Hi guys, I need some help with a question from the IB HL maths papers.
Not sure how this works:
Sin(2n+1)xcosx - cos(2n+1)xsinx = sin(2n+1)x - x = sin 2nx
Could some1 show me more detailed steps or give me some hints on how equation holds?
Hi guys, I need some help with a question from the IB HL maths papers.
Not sure how this works:
Sin(2n+1)xcosx - cos(2n+1)xsinx = sin(2n+1)x - x = sin 2nx
Could some1 show me more detailed steps or give me some hints on how equation holds?

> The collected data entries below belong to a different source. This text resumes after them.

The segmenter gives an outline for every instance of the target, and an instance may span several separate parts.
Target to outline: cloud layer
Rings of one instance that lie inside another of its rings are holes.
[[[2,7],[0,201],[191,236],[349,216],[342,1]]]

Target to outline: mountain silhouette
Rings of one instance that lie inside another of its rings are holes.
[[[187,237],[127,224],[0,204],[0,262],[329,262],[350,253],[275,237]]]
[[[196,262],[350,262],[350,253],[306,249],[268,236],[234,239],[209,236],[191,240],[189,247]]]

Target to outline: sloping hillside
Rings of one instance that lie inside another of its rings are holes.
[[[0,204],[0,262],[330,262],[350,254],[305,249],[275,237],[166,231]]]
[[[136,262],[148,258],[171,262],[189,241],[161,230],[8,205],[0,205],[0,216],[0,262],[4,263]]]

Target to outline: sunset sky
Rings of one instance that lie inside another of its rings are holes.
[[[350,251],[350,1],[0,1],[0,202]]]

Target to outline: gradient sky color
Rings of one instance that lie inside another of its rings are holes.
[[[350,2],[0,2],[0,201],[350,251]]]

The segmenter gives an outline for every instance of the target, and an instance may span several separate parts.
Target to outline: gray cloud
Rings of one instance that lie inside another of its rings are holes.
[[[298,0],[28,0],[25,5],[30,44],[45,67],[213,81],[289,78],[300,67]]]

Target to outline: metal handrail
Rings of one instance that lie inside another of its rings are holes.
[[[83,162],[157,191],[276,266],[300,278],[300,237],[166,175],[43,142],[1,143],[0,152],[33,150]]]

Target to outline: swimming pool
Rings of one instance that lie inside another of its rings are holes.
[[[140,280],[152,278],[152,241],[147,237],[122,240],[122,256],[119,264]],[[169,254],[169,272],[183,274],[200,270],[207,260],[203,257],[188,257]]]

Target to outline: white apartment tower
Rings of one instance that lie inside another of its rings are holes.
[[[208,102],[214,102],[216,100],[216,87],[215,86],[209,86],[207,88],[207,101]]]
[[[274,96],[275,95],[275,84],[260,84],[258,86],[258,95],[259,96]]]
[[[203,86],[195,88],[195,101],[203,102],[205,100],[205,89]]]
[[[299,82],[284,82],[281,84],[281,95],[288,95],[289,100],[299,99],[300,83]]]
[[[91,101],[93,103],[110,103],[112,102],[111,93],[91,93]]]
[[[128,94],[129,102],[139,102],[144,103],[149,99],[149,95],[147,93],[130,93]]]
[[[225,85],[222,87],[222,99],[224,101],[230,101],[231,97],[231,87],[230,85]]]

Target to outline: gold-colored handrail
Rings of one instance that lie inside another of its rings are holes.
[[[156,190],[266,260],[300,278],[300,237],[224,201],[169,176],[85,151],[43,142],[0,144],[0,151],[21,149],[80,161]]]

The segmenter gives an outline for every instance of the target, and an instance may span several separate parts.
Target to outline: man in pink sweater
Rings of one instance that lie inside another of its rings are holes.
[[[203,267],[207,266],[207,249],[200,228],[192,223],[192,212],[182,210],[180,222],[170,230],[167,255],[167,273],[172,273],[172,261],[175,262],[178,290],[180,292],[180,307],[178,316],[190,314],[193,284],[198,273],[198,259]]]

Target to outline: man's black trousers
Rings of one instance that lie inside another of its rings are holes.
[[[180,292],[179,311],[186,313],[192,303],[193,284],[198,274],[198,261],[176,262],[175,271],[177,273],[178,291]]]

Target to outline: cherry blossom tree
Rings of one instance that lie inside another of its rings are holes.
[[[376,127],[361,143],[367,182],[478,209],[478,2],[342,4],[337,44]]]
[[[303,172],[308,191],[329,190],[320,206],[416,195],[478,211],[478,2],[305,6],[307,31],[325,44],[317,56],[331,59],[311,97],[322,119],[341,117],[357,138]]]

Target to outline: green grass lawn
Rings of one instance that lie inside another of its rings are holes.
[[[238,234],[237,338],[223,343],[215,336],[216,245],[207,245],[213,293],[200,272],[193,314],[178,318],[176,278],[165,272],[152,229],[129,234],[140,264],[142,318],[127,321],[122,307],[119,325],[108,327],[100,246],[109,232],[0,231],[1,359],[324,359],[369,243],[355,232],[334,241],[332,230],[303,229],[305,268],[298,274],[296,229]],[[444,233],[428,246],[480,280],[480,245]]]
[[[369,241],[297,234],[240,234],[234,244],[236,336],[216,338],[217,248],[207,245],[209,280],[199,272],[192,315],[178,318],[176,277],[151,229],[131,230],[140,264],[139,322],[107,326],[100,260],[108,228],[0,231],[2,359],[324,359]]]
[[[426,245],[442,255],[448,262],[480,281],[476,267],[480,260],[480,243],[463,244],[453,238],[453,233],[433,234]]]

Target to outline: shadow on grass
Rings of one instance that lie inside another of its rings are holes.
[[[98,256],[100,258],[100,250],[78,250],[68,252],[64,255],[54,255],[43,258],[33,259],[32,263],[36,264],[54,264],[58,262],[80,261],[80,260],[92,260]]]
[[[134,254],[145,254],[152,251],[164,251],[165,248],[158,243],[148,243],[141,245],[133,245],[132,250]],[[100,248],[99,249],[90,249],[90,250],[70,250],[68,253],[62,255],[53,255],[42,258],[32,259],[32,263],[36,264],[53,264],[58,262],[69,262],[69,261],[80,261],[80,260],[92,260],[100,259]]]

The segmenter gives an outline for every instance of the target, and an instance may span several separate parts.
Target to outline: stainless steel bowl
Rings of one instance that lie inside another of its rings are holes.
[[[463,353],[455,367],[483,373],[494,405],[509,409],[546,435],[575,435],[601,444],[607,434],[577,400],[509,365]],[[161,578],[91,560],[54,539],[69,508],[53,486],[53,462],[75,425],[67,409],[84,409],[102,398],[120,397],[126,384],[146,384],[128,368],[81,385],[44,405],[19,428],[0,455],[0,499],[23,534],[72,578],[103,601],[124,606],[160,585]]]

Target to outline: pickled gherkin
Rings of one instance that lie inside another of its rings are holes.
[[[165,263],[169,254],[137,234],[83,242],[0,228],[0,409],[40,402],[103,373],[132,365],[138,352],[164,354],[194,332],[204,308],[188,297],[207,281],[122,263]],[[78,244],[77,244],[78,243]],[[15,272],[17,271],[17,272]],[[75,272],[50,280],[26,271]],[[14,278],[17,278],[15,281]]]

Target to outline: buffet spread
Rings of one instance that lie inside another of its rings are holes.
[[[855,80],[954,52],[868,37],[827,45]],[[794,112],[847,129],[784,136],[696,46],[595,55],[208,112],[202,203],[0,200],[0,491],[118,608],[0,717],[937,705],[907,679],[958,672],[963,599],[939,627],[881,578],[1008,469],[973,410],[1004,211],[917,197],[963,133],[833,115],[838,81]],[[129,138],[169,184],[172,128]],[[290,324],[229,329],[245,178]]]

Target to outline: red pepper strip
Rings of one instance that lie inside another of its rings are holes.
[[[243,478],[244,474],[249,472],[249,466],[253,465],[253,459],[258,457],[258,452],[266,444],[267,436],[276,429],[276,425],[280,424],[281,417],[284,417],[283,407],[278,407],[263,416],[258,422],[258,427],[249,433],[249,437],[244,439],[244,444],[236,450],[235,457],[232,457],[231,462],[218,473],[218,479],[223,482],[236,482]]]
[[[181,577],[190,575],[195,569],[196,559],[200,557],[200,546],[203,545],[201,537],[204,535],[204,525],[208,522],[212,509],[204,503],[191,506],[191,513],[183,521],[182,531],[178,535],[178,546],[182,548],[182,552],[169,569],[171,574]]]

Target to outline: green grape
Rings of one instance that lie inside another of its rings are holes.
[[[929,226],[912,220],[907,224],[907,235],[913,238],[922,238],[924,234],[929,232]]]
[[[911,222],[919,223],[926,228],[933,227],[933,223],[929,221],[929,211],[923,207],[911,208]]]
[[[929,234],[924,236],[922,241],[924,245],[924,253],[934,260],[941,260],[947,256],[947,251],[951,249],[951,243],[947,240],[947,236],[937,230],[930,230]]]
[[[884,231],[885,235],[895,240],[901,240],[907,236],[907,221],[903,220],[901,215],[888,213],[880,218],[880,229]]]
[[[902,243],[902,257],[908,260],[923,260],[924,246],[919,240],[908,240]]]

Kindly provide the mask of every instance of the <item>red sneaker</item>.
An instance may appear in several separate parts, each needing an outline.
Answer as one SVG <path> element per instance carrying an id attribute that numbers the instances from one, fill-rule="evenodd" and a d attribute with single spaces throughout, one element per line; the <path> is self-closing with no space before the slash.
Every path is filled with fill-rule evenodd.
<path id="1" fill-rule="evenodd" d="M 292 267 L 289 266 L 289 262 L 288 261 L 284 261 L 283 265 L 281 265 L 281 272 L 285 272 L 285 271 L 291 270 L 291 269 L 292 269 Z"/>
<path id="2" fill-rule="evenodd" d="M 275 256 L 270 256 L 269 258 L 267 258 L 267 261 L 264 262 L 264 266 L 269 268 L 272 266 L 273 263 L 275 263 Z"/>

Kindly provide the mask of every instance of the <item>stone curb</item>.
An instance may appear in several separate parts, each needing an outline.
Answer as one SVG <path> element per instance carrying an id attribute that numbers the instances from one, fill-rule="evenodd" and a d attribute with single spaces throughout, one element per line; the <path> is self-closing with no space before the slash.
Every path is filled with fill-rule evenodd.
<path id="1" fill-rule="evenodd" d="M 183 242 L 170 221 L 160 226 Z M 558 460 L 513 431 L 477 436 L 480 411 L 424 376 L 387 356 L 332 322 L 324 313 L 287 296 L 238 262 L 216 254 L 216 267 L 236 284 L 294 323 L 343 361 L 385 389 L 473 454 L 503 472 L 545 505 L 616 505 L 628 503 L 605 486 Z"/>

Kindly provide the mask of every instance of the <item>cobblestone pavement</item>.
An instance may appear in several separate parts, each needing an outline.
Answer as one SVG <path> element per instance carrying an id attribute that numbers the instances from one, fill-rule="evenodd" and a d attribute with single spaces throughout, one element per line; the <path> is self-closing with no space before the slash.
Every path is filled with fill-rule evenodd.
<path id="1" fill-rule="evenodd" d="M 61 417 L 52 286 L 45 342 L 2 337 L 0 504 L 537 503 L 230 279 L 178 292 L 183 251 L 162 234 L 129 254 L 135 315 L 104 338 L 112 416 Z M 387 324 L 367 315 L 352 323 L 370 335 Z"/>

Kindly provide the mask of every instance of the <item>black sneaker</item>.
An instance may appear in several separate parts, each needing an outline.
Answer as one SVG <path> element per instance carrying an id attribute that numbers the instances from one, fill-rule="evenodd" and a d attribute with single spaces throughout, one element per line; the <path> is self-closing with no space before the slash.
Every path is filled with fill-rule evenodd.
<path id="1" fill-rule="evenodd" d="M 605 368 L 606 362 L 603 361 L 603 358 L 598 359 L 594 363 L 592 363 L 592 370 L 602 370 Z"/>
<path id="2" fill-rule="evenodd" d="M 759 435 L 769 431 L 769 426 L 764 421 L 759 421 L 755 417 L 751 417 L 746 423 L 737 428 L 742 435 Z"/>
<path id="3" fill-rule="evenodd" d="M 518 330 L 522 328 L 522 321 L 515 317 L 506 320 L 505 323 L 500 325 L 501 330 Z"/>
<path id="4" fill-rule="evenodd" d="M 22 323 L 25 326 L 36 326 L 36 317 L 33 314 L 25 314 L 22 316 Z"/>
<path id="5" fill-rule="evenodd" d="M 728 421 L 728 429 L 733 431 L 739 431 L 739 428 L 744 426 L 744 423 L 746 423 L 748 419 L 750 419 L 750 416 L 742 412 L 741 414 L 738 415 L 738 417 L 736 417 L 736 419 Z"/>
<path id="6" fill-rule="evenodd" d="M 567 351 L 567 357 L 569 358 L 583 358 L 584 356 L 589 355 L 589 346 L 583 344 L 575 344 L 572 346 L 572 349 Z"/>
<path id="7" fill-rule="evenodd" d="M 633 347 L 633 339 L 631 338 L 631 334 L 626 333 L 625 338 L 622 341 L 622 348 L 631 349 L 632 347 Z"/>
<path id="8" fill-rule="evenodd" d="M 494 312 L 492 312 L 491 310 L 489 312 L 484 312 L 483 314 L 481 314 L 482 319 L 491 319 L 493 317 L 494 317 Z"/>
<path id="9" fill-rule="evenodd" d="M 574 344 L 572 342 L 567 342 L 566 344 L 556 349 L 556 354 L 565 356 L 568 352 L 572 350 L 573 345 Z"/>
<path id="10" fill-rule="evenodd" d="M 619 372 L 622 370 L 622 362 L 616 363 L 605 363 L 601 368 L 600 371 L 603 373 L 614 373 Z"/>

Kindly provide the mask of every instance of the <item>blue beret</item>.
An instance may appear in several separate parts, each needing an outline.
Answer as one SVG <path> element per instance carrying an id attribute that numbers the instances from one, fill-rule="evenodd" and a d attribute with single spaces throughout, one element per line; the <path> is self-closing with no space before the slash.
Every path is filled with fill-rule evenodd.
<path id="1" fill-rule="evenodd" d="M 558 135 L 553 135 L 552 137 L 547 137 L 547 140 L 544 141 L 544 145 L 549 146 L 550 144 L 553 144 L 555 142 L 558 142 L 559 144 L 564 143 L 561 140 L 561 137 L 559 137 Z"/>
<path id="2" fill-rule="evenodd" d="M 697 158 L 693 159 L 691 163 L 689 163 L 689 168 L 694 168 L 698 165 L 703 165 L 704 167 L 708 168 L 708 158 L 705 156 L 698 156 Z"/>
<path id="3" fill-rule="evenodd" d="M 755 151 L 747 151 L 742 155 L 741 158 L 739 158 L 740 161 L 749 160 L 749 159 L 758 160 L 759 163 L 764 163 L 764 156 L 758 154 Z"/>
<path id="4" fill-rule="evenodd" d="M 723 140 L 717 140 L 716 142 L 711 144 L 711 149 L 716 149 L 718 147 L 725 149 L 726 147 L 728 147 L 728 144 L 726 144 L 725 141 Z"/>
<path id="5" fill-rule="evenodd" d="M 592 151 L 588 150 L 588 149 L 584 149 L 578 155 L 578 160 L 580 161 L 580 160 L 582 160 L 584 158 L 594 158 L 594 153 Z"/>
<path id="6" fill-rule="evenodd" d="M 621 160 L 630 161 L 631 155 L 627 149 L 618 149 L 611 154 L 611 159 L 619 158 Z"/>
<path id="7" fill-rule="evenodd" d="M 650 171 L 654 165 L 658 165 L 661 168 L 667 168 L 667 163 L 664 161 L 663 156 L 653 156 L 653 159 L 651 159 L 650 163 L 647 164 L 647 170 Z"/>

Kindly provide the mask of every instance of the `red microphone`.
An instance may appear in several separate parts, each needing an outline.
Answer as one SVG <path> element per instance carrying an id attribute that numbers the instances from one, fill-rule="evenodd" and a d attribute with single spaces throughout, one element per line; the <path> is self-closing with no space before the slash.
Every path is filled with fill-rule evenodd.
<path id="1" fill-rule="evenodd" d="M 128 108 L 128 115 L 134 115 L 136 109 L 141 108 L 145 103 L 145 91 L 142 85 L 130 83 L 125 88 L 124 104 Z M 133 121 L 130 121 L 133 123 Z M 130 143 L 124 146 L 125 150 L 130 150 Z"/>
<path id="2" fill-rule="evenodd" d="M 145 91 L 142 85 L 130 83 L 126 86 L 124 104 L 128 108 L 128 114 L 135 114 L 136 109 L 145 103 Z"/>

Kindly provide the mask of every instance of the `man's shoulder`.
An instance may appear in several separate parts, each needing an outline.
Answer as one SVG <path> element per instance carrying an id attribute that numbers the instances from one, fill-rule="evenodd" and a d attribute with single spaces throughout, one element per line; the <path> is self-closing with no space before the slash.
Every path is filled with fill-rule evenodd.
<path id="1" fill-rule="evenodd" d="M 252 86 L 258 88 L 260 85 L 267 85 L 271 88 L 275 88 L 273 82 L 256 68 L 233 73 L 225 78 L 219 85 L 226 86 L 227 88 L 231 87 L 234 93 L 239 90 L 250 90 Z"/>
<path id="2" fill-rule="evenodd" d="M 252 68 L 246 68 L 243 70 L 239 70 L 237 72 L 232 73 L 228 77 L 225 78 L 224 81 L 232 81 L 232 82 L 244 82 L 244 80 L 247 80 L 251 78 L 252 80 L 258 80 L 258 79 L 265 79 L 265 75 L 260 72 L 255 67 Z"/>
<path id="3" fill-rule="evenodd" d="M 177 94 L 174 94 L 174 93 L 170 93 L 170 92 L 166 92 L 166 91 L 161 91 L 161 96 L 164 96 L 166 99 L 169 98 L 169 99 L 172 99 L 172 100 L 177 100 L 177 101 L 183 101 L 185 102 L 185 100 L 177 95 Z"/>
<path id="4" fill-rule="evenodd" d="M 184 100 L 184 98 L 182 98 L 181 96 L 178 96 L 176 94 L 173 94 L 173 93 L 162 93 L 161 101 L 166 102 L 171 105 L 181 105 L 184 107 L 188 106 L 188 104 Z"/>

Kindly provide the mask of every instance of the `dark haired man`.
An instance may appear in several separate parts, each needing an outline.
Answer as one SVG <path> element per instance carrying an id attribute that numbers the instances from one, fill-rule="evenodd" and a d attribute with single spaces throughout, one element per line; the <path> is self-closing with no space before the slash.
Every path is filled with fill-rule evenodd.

Apply $\displaystyle \displaystyle \begin{align*} \sin{\left(a - b\right)} \equiv \sin{(a)}\cos{(b)} - \cos{(a)}\sin{(b)} \end{align*}$ with $\displaystyle \displaystyle \begin{align*} a = (2n + 1)x \end{align*}$ and $\displaystyle \displaystyle \begin{align*} b = x \end{align*}$.
Yes, the formula for $\displaystyle \displaystyle \begin{align*} \sin{(A - B)} \end{align*}$ is derived from the $\displaystyle \displaystyle \begin{align*} \sin{(A + B)} \end{align*}$ formula, just letting $\displaystyle \displaystyle \begin{align*} B = -B \end{align*}$ and remembering that $\displaystyle \displaystyle \begin{align*} \cos{(-B)} = \cos{(B)} \end{align*}$ and $\displaystyle \displaystyle \begin{align*} \sin{(-B)} = -\sin{(B)} \end{align*}$.
And yes, you can derive a formula for $\displaystyle \displaystyle \begin{align*} \cos{(A - B)} \end{align*}$ using the $\displaystyle \displaystyle \begin{align*} \cos{(A + B)} \end{align*}$ formula using the same reasoning.